Not really. The problem isn't with Streets & Trips per se, it's with a sort-of central database (the Windows Product Activation Database) in the registry that all MS programs access, Windows, Office, all of them. When you uninstall a program, that database is left in tact, and when you install one, it checks the database that's already there, and generates a registration index for the installed programs.I presumed, obviously erroneously, that uninstalling and then installing fresh would solve the problem. It should have really.
When that database gets corrupted, it causes problems. The Activation Database can become corrupted by a bunch of causes, only a few of them can be blamed on Microsoft directly. The three main causes for the error is the database gets corrupted, either because of an error in writing the registry (or a hard drive I/O error or some other HD data error), the Security Permissions for the User Account are wrong or gets corrupted, or there is a conflict when Streets and Trips (or MapPoint) saves its template files and the default location of the templates for MS Office files. You could have inadvertently saved a file from Office, as a template, to some location other than the default template location, and that's all it takes to corrupt the database.
Normally, one would think that uninstalling the program and then combing through the registry and removing all references to Streets and Trips and MapPoint would do it, but the corrupted keys are under Microsoft Office, and you wouldn't want to remove those unless you really know what you are doing.
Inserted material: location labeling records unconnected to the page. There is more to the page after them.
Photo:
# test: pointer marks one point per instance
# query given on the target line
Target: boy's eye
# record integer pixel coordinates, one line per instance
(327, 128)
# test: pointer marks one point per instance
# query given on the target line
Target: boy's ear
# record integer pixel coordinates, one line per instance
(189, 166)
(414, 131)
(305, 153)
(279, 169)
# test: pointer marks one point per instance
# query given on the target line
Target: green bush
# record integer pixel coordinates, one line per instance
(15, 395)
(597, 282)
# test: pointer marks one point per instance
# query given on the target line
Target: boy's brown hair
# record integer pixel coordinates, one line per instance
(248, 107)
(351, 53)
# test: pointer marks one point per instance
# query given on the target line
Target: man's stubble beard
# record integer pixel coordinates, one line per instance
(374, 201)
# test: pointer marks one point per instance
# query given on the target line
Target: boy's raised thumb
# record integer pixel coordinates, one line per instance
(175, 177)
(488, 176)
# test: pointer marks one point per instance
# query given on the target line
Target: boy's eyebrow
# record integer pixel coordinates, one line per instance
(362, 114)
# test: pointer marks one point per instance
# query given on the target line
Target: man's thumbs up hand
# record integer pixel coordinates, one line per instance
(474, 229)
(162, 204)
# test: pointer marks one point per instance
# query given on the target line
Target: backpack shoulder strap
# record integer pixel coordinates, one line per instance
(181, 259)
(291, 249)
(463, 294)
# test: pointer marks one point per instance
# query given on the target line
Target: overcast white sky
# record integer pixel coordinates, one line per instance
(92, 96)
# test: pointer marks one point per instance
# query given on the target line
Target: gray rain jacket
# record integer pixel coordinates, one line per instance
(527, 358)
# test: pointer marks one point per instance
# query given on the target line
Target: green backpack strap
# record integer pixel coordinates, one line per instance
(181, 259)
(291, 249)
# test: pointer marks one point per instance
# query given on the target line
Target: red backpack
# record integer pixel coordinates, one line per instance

There are about 5 registry keys under Office (out of more than 100) which need to be removed (nulled out), and that's what that Reset program that MS Tech Support does.
If you're enough of a geek to do it by hand, then you're enough of a geek to already know (or can easily and quickly find out) which ones to remove, as they are well documented in various tech forums and MS KB's. But since it was obvious that you didn't know about the registry keys, that's why I didn't offer up the hand-edited registry solution.
Unless you are comfortable with editing the registry, you can really screw the pooch with the entire system and not even know what you did wrong. That's the "dangerous" level of geekdom.